Existe ainda uma modalidade de contribuição de 5% destinada ao facultativo de baixa renda.

Essa opção possui requisitos específicos.

Entre outras condições, é necessário não possuir renda própria, dedicar-se exclusivamente ao trabalho doméstico na própria residência, integrar família de baixa renda e possuir inscrição no Cadastro Único.

O simples fato de estar desempregado, portanto, não permite automaticamente contribuir utilizando a alíquota reduzida.

Quando os requisitos não são preenchidos, os recolhimentos podem precisar de regularização para produzir os efeitos pretendidos.

Pagamento em atraso também possui restrições

Outro erro comum é imaginar que períodos antigos sem contribuição podem ser preenchidos livremente anos depois.

As regras do facultativo são mais restritivas.

Quem nunca esteve filiado nessa condição não pode simplesmente escolher anos do passado em que não trabalhou e pagar retroativamente para aumentar o tempo de contribuição.

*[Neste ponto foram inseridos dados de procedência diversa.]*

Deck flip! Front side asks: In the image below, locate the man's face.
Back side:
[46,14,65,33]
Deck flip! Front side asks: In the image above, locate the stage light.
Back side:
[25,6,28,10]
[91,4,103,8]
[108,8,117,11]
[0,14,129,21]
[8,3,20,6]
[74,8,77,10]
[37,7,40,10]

Mesmo para quem já contribuía como facultativo, o recolhimento de competências atrasadas depende das condições previstas pela legislação e da manutenção da qualidade de segurado.

Assim, gerar uma guia com juros não significa, por si só, que aquele pagamento será aceito para todos os efeitos pretendidos.

Escolha deve considerar o objetivo previdenciário

A melhor forma de contribuir depende do motivo pelo qual a pessoa decidiu pagar o INSS.

Para alguns segurados, manter a proteção previdenciária pagando sobre o salário mínimo pode atender perfeitamente ao objetivo. Para outros, o histórico de contribuições e a expectativa de aposentadoria podem justificar uma estratégia diferente.

O importante é evitar uma sequência de pagamentos baseada apenas no menor valor disponível.

Como as contribuições podem se acumular durante anos, descobrir somente próximo da aposentadoria que o código ou a modalidade não atendiam ao objetivo planejado pode exigir complementações e correções que poderiam ter sido evitadas.